Il importe de trouver une articulation fine
entre les apports de la recherche et les outils
techniques d'aide à la décision politique qui
sont à géométrie variable (commande de rapports,
mise en place de groupes de travail, apports
extérieurs). M. Guillaume a également rappelé
que la recherche, par ses constats et
propositions, ne traduit pas forcément les
valeurs qui seront ensuite portées par le
législateur. La composition de cet atelier
reflétait également le postulat rappelé par le
Professeur Hugues Fulchiron :
« la recherche appartient à tous y
compris aux praticiens qui constituent
d'indispensables "vigiles" passeurs
d'idées ». C'est dans cette tonalité
que sont intervenus successivement Me Béatrice
Weiss-Gout, avocat au Barreau de Paris et membre
du Conseil national des Barreaux, Me Jacques
Combret, notaire, rapporteur du 95 e Congrès des
notaires et M. Alain Chene, magistrat, juge aux
affaires familiales. Me
Weiss-Gout a rappelé l'importance de la
privatisation des rapports familiaux et de leur
contractualisation. La construction d'outils
juridiques nouveaux, tels que les pactes de
famille devraient constituer un élément
intéressant de recherche, tout comme devrait se
développer une réflexion approfondie, in
concreto sur ce que pourrait être demain un
véritable tribunal de la famille. Me
Combret a souligné combien les
notaires, par leurs pratiques de proximité,
venaient à être les témoins de modifications
dans les comportements qui méritaient d'être
rapidement décodés.
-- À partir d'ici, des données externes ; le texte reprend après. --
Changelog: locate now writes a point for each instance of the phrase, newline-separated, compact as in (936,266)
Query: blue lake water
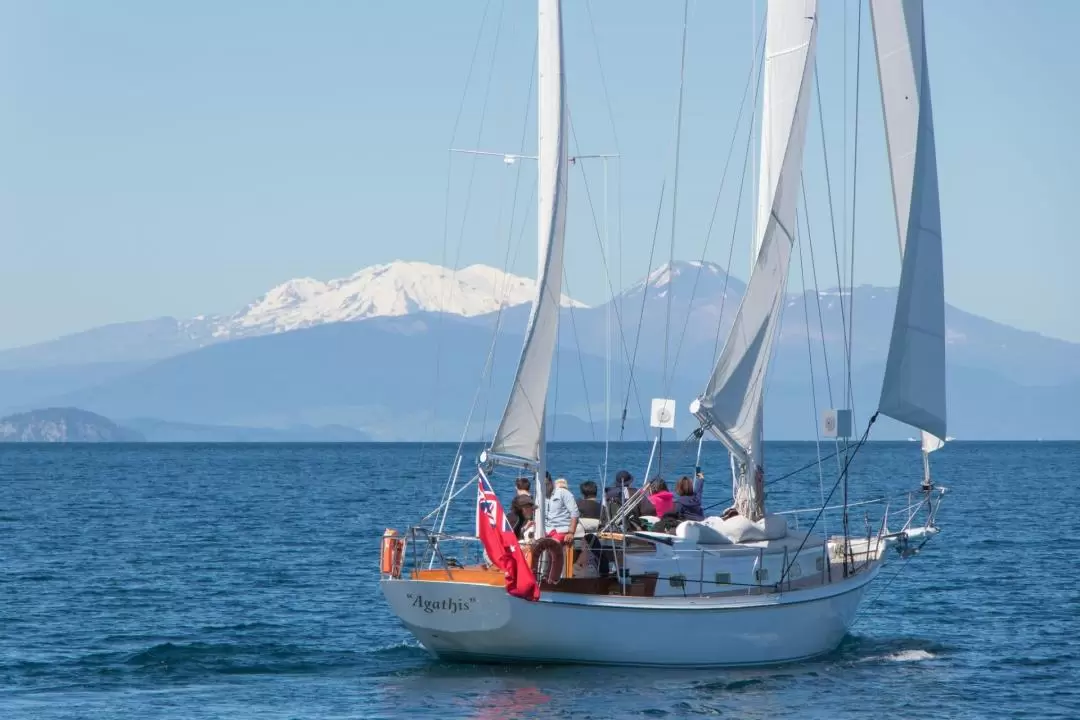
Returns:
(217,581)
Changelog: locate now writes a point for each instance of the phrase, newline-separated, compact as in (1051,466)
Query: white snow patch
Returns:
(391,289)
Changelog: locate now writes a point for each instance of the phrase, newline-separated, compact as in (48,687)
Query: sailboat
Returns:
(755,591)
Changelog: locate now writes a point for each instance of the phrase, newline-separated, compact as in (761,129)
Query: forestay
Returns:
(914,388)
(521,430)
(731,404)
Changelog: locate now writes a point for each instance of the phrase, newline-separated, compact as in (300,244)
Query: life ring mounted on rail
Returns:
(393,552)
(554,551)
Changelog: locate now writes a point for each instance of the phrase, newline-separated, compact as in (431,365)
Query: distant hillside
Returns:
(162,431)
(397,370)
(64,425)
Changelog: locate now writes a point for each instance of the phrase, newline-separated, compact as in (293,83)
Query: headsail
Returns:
(914,388)
(521,430)
(731,405)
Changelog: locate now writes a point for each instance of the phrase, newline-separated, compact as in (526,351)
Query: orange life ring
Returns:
(554,549)
(392,551)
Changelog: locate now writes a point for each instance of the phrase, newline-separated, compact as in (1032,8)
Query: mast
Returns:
(914,386)
(731,405)
(520,437)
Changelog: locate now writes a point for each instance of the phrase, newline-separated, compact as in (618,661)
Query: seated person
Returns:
(688,498)
(623,490)
(514,514)
(588,505)
(562,512)
(526,512)
(660,497)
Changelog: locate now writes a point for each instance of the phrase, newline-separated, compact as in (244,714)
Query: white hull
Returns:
(482,623)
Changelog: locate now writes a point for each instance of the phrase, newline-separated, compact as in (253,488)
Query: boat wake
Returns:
(902,656)
(890,650)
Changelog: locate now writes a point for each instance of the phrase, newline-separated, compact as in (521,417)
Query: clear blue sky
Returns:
(183,158)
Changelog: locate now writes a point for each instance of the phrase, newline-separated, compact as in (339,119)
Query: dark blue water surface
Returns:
(240,581)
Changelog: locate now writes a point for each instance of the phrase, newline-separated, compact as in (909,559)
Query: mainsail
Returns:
(731,405)
(521,430)
(914,388)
Il s'est attardé plus
particulièrement sur les effets du
vieillissement de la population, des
superpositions de générations, des partages
intergénérationnels et des recompositions
familiales. De même la recherche pourrait
s'intéresser, dans un temps proche, à l'adoption
d'une loi nouvelle et sa première période de
mise en œuvre, sur les ajustements à apporter,
comme par exemple pour certaines dispositions de
la loi améliorant la situation du conjoint
survivant. Enfin, M. Chene
a fait part de l'intérêt qu'il y aurait à
développer des études détaillées sur la
détermination du contenu de la loi étrangère
(DIP et droit comparé). Il a également souhaité
que dans une matière réputée a priori
« faiblement technique » et où les
décisions peuvent paraître peu déterminées par
la loi, il puisse être dégagé, par l'étude des
décisions des juges aux affaires familiales, des
lignes directrices. Il a cependant souligné que
la recherche et ses résultats ne pouvaient être
qu'un élément dans la prise de décision, le
pouvoir d'appréciation restant celui du juge aux
affaires familiales. La recherche
pluridisciplinaire pourrait notamment porter sur
la résidence du très jeune enfant. La recherche
ne doit cependant pas, selon M. Chene, formuler
des prescriptions que la loi ne s'autorise pas.